Das Gewitter legte in Leipzig einen Fahrstuhl lahm, in dem sich noch Personen befanden.
Das Gewitter legte in Leipzig einen Fahrstuhl lahm, in dem sich noch Personen befanden.

Leipzig/Nordsachsen - Regen, Wind und Gewitter sind nicht spurlos an Leipzig vorbeigezogen. In und um die Stadt herum kam es zu Schäden und auch der Flughafen Leipzig/Halle hatte zeitweise Probleme.

Im Nordosten Leipzigs, in Plaußig-Portitz prallte ein Motorradfahrer gegen einen umgestürzten Baum. Er verletzte sich dabei schwer und kam in ein Krankenhaus.

In einem Gebäude in der Antonienstraße blieben mehrere Personen in einem Fahrstuhl stecken. Die eintreffenden Rettungskräfte bemerkten, dass es in einem Verteilerkasten rauchte.

Es sei möglich, dass der Defekt durch einen Blitzeinschlag ausgelöst wurde, so ein Sprecher der Feuerwehr gegenüber der "Leipziger Volkszeitung". Die Einsatzkräfte vor Ort konnten die Menschen schnell befreien.

In Nordsachsen war die Feuerwehr am Donnerstagabend vor allem damit beschäftigt, umgestürzte Bäume und herunterhängende Äste zu beseitigen. "Vereinzelt wurden auch Stromleitungen beschädigt", so ein Feuerwehr-Sprecher zur LVZ. Insgesamt mussten die Kameraden 30 Mal ausrücken.

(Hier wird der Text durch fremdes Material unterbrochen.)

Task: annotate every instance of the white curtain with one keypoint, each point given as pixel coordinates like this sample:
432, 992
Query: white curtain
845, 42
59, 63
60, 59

Am Flughafen Leipzig/Halle verhinderte das Unwetter eine geplante Landung. Eine Maschine aus Wien, die um 18.45 Uhr landen sollte, musste umgeleitet werden. Andere Flugzeuge aus München und Düsseldorf trafen am Donnerstagabend mit Verspätung am Leipziger Airport ein.